Long time listener, first time caller.
After reading a description (and reading the code) of the spatial algorithms and temporal pooler algorithms on the Numenta website, it struck me that an actor model (ala Erlang) may map well to the SP and TP algos. So I started writing an Erlang implementation of the SP algorithm. I’m far enough along now, that I’d like to share, get feedback, etc…
The basic idea is that cortical cells and input cell are just independent processes (finite state machines) that only communicate through message passing . At start up, I launch N cortical process and M input cells. I leverage the existing Numenta python SP code (via Redis pub-sub) to create a list of links between the input cells and cortical cells. Each input cell (process) has a dictionary containing the process ids of the cortical cells to which it can send messages and a corresponding permanence. Now, imagine we have a input vector, a message is sent from each active bit of the vector, to the corresponding input cells depending on the permanence a series of message are sent to each cortical cell in the input cells dictionary.

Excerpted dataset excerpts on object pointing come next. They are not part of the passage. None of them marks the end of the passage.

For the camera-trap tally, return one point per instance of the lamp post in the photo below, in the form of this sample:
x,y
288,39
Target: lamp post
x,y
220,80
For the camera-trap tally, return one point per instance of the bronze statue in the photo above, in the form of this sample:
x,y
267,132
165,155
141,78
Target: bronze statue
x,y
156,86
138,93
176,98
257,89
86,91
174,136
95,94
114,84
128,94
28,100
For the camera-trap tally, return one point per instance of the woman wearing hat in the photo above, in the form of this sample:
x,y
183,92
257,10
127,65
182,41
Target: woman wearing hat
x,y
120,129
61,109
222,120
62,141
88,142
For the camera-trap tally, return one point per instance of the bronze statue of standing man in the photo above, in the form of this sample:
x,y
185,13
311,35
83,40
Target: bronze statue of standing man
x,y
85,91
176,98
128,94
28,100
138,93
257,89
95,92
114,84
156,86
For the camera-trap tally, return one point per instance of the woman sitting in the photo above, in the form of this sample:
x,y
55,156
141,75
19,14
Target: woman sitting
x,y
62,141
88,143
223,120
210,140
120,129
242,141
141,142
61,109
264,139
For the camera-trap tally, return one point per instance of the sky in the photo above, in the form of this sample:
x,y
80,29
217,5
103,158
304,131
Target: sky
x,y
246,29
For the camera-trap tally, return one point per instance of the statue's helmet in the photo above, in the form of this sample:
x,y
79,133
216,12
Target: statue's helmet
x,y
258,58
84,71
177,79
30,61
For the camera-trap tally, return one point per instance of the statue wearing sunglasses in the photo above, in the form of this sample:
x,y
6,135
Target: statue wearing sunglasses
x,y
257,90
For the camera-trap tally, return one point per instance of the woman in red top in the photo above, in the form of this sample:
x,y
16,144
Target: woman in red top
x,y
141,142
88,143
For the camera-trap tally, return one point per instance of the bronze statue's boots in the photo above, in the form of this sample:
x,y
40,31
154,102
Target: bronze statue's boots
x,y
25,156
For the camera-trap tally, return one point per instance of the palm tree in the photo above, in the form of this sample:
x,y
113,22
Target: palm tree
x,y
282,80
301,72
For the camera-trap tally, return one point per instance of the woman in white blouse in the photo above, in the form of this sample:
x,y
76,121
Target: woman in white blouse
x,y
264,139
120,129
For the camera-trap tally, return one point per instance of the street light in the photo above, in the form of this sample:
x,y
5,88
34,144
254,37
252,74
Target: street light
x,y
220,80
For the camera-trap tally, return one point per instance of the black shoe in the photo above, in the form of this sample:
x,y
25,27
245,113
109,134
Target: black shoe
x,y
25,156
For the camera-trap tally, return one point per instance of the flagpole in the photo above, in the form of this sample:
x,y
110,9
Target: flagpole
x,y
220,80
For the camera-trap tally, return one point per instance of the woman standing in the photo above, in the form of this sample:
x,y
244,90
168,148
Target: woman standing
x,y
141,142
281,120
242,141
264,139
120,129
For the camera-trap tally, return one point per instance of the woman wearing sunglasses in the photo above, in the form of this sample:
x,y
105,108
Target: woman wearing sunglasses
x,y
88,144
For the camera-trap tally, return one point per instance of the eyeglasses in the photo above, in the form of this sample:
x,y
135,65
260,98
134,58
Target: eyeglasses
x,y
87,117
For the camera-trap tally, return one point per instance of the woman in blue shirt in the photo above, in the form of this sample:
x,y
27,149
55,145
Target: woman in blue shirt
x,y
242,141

We calculate overlap by keeping track of how many messages the cortical cells receive, but wait… .
A bit long winded but you get the idea. Now the interesting part, everything in my system is asynchronous; nothing blocks (kinda of like the brain:-). So going back to the calculation of the overlap score, since everything is continuous when do I know if I’ve received all the messages from the input cells; my cortical cells overlap score is a time series not a single number. Has anyone thought of the implications of asynchronous non-blocking HTM system.
Nehal
ps. If anyone is interested, I’ll share the code, PM me. But no comments on the crazy variable names and lack of comments.